Medidas do governo Lula visam endurecer o combate às facções criminosas

O Projeto de Lei Antifacção, assinado por Lula, chegou ao Congresso em 31 de março, trazendo novas medidas contra facções criminosas.
O Projeto de Lei Antifacção, assinado pelo presidente Lula e que chegou ao Congresso Nacional, nesta sexta (31), em regime de urgência, traz novidades no combate ao crime organizado. A mensagem do Executivo foi publicada em edição extra, nesta noite, no Diário Oficial da União.
O presidente Luiz Inácio Lula da Silva defendeu que a proposta é uma prioridade do governo ao trazer mais força ao Estado para reprimir as organizações criminosas que exercem controle de territórios e atividades econômicas. Ao assinar o projeto, Lula argumentou que é necessário endurecer no combate às facções criminosas. “Nós vamos mostrar como é que se enfrentam essas facções, que vivem de explorar o povo mais humilde desse país”, disse.
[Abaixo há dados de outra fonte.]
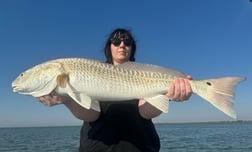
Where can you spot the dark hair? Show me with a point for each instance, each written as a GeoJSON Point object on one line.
{"type": "Point", "coordinates": [121, 33]}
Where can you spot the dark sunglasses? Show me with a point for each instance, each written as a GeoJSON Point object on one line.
{"type": "Point", "coordinates": [117, 41]}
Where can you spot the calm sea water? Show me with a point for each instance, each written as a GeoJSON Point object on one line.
{"type": "Point", "coordinates": [222, 137]}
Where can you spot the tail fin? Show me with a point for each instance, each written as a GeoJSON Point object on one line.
{"type": "Point", "coordinates": [219, 92]}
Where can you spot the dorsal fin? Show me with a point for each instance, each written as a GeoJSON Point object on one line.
{"type": "Point", "coordinates": [149, 68]}
{"type": "Point", "coordinates": [62, 80]}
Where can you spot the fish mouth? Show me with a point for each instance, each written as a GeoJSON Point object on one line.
{"type": "Point", "coordinates": [16, 88]}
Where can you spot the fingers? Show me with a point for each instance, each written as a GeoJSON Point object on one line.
{"type": "Point", "coordinates": [180, 89]}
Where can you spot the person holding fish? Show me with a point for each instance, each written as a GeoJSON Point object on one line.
{"type": "Point", "coordinates": [120, 126]}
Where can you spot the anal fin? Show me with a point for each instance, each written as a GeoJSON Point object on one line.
{"type": "Point", "coordinates": [161, 102]}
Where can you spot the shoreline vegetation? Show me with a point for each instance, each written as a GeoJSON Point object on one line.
{"type": "Point", "coordinates": [156, 123]}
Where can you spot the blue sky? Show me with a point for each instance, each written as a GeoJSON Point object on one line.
{"type": "Point", "coordinates": [205, 39]}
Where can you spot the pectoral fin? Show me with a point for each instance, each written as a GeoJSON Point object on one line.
{"type": "Point", "coordinates": [95, 105]}
{"type": "Point", "coordinates": [85, 101]}
{"type": "Point", "coordinates": [161, 102]}
{"type": "Point", "coordinates": [81, 99]}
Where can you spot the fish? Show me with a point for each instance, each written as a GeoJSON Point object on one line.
{"type": "Point", "coordinates": [89, 82]}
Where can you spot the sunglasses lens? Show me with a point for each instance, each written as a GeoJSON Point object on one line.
{"type": "Point", "coordinates": [127, 42]}
{"type": "Point", "coordinates": [117, 42]}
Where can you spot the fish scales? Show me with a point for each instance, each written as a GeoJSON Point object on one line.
{"type": "Point", "coordinates": [89, 82]}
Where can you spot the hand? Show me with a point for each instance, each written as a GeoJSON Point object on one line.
{"type": "Point", "coordinates": [180, 89]}
{"type": "Point", "coordinates": [50, 100]}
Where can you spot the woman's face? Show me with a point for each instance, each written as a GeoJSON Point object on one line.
{"type": "Point", "coordinates": [120, 50]}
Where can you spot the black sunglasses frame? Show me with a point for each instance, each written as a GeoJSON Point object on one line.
{"type": "Point", "coordinates": [118, 41]}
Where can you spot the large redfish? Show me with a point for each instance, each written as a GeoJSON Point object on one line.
{"type": "Point", "coordinates": [89, 81]}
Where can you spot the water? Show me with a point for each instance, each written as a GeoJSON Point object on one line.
{"type": "Point", "coordinates": [224, 137]}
O ministro da Justiça e Segurança Pública, Ricardo Lewandowski, acrescentou que o projeto vai ao encontro da sociedade brasileira e do Parlamento. O projeto prevê que os crimes das facções criminosas passariam a ser hediondos.
Principais pontos do projeto
O projeto traz um aumento significativo nas penas para crimes associados a facções: homicídios cometidos por ordem ou em benefício de facções criminosas poderão levar a penas de 12 a 30 anos. Além disso, as penas para ações que visem controle de territórios ou atividades econômicas, mediante violência, coação ou ameaça, aumentariam para 8 a 15 anos de prisão. Também estão previstas penalidades mais severas em casos de conexão com outras organizações e domínios territoriais.
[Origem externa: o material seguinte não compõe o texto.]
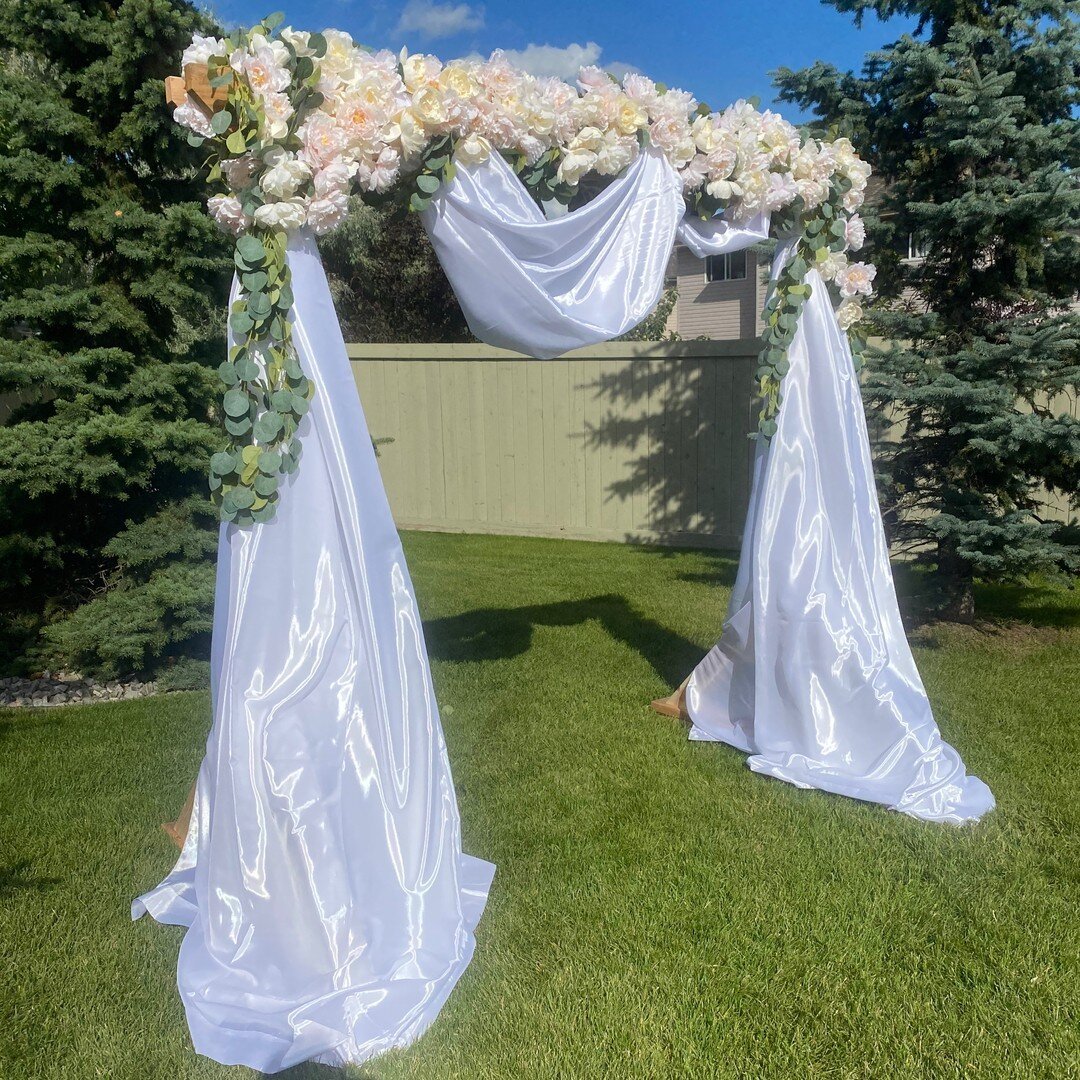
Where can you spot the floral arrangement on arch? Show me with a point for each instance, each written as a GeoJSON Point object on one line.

Fortalecimento das investigações
Entre as propostas, destaca-se o uso de técnicas de investigação, como a infiltração de policiais em facções. Juízes poderão determinar que provedores de internet e telefonia viabilizem acesso a dados de geolocalização em situações de ameaça à vida. O projeto ainda autoriza a criação do Banco Nacional de Facções Criminosas e prevê o afastamento de agentes públicos envolvidos com facções.
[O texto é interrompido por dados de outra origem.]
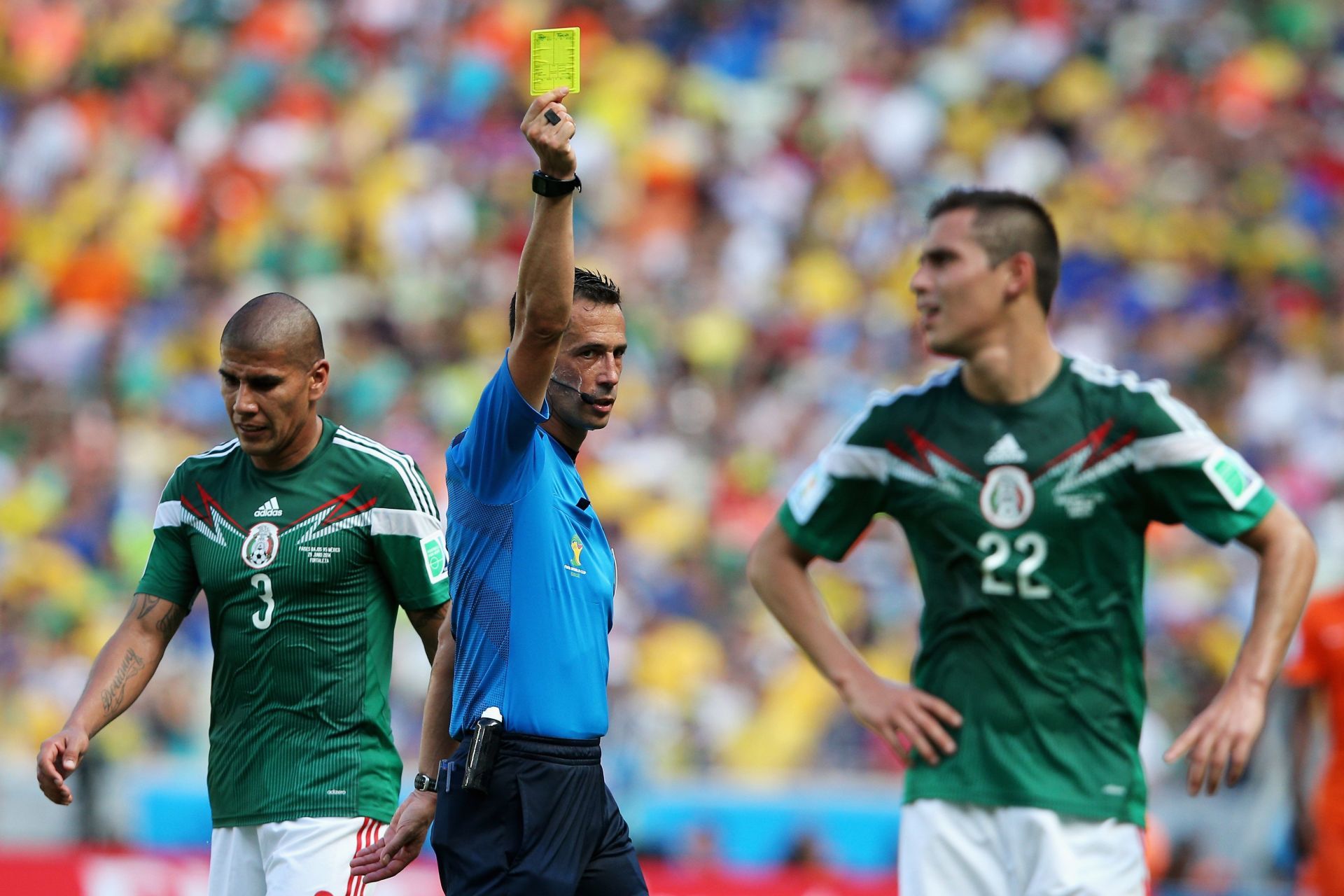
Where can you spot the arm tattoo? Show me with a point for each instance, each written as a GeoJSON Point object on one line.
{"type": "Point", "coordinates": [171, 620]}
{"type": "Point", "coordinates": [115, 694]}
{"type": "Point", "coordinates": [151, 602]}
Medidas econômicas e operacionais
Para estrangular o poder econômico das facções, o projeto facilita a apreensão de bens em favor da União e a intervenção judicial em empresas utilizadas para crimes. A administração de presídios poderá transferir presos de facções sem autorização judicial em situações de motim.
O projeto também prevê cooperação internacional, a cargo da Polícia Federal, e a inclusão do setor privado na busca de provas e informações relevantes. Lula defendeu uma tramitação rápida no Congresso, ressaltando que a proposta garante instrumentos para blindar órgãos públicos contra ações de organizações criminosas.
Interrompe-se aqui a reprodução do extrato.